La scénographie du lieu est signée Franklin Azzi Architecture. Des luminaires des designers belges Wever et Ducré, inspirés des lustres classiques en crystal, sont installés dans l’ensemble du pavillon.

Non loin, un étrange bestiaire cybernétique et hybride, créé par l’artiste France Cadet, s’anime à l’approche des visiteurs. Le Shadow Monsters de Philip Worthington nous invite à créer ses propres ombres chinoises.

Dans la salle suivante, en référence à la tradition du textile du Nord, on découvre une oeuvre de l’artiste N.G. Kingsley : il s’agit d’un métier à tisser musical qui attend que vos mains activent ses fibres sonores.

La suite du parcours présente une série de pièces de l’exposition Futurotextiles. Initiée par lille3000 et présentée au Tri Postal à Lille en 2006, Futurotextiles, a été proposée à Istanbul en 2007, à Coutrai en 2008, et à Jakarta en mai 2010. Cette exposition présente, à travers différents exemples mêlant art, science, technologies, design et architecture, des innovations liées au textile.

Futurotextiles présente une maquette de la fusée Ariane 5 contenant des tissus presque plus légers que l’air, un vélo en fibres de lin, quelques vêtements étranges comme une combinaison de spationaute et une combinaison qui résiste à une température de 400 degrés C.

La premiere toile tissée en fibres optiques de Daniel Buren, créée avec la complicité de l’entreprise Brochier Technologies (Lightex) sera installée non loin de la Robe Papillon de Pierre Cardin aux reflets de lurex.

Un hommage à la Joconde sera fait avec cet étrange tableau composé de 5000 bobines de fil de couleur de l’artiste américaine Devorah Sperber.

Bertrand Gadenne propose, quant à lui, l’une de ses architectures à images, tel un curieux aquarium.

Maisons de Mode présente trois tenues conçues spécialement pour le Pavillon Lille Europe, avec des fils photoluminescents et des micro capsules aux effets relaxants.
À côté du module itinérant Futurotextiles, une série d’installations interactives sera proposée aux visiteurs.

Avec Akousmaflore, le duo français Scenocosme, propose un jardin composé de véritables plantes musicales réactives à nos gestes et frôlements.
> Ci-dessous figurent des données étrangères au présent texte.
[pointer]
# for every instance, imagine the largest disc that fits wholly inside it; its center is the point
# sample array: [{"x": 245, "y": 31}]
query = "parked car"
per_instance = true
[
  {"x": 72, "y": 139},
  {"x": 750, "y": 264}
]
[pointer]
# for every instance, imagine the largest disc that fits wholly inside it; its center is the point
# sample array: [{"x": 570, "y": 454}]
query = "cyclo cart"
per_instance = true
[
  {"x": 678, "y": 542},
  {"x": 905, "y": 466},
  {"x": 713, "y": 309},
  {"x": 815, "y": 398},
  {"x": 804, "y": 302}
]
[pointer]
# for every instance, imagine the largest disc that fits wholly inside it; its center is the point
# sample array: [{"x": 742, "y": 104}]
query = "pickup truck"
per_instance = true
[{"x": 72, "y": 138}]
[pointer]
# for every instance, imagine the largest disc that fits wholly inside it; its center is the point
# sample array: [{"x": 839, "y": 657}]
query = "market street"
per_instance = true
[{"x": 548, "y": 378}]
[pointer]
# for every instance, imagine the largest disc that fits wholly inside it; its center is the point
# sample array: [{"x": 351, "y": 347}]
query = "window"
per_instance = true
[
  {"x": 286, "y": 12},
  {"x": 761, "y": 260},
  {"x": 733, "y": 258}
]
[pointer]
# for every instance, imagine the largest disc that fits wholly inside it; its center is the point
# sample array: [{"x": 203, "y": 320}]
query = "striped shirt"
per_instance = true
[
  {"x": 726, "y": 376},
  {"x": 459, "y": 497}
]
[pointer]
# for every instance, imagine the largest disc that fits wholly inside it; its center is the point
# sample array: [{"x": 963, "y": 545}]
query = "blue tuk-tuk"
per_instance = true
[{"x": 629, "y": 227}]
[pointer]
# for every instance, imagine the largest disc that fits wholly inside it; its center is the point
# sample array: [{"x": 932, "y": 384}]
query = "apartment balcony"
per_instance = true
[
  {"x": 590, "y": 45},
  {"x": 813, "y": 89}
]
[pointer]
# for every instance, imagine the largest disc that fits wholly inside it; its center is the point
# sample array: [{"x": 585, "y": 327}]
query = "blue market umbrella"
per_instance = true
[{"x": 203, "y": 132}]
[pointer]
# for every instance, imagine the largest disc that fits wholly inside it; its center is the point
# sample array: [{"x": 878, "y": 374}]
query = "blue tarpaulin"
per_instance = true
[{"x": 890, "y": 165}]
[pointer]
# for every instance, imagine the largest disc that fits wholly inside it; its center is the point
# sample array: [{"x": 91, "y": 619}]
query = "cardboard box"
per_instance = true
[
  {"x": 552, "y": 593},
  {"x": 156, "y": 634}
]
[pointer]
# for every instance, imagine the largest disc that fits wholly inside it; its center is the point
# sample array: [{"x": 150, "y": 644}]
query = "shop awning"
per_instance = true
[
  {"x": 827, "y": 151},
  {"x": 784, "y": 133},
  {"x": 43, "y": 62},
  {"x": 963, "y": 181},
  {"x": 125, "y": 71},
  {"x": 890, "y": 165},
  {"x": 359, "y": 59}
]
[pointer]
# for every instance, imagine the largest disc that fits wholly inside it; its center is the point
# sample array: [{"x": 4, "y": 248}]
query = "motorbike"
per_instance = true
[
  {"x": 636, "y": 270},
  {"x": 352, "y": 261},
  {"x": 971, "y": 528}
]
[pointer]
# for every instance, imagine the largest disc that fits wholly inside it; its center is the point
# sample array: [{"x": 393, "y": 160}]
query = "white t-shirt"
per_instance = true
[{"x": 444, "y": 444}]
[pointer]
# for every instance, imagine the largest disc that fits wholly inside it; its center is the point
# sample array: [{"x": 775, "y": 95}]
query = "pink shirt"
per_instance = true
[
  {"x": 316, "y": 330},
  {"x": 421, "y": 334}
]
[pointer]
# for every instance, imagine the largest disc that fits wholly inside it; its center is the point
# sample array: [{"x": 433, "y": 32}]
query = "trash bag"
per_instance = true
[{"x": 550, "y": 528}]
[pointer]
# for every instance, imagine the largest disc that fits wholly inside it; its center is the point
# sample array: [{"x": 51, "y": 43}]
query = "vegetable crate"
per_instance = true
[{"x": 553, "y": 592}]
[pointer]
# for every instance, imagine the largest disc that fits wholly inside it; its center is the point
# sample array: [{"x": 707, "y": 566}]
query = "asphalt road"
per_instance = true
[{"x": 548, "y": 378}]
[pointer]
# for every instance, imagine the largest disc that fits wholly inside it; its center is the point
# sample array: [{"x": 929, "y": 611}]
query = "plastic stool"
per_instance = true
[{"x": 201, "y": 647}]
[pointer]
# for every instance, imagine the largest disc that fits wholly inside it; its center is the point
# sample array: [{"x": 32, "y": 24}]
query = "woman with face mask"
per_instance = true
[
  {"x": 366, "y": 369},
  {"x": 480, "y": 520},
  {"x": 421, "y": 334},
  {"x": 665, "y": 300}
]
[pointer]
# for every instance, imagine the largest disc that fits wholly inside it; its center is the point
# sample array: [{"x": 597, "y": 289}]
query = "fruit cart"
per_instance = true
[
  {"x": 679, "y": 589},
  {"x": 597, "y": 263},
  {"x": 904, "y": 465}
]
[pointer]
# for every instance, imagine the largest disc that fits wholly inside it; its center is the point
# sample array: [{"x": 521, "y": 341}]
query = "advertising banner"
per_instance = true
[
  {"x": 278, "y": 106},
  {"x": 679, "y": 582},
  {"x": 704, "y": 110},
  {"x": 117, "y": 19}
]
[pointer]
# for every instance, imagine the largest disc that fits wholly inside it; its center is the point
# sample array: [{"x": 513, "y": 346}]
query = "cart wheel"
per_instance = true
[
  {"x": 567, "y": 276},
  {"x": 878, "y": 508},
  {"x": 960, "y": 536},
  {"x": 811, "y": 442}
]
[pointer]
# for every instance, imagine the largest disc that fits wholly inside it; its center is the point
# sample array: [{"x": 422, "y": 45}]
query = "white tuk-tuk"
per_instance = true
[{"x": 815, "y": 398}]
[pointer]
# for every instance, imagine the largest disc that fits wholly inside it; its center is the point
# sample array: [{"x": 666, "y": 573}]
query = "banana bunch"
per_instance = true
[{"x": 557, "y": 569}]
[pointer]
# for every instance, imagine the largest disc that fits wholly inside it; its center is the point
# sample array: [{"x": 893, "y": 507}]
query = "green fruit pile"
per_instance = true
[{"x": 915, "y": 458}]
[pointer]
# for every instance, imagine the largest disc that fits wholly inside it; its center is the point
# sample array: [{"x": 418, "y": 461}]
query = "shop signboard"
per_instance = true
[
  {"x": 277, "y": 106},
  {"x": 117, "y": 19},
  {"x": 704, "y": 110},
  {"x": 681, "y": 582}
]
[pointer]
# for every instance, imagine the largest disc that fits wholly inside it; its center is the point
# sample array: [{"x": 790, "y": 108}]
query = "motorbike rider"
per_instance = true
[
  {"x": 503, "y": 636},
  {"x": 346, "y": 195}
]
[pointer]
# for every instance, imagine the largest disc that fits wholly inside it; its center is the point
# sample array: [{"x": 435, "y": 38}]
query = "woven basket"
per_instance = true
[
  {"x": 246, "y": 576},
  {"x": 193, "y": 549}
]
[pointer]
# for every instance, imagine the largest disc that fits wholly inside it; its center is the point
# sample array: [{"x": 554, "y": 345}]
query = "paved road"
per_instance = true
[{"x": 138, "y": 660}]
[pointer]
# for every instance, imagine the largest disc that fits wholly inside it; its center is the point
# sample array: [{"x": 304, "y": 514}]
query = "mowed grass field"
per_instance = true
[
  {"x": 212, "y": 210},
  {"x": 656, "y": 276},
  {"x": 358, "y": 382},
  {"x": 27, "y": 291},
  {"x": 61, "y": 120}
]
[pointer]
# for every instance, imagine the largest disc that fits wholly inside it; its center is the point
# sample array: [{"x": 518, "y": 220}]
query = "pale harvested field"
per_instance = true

Par un autre jeu tactile, Contacts met en scène les corps des spectateurs et les transforme en instruments à musique. Le visiteur se rincera littéralement l’oeil dans une curieuse installation de Magali Desbazeille.

En fin de parcours, sur la terrasse, les visiteurs pourront écouter le Voyage d’Ulysse, installation sonore imaginée par le collectif Soundwalk.

Après la visite de l’exposition, le public sera invité à une pause gourmande dans l’espace bar/dégustation de la Maison Meert créé tout spécialement pour l’occasion.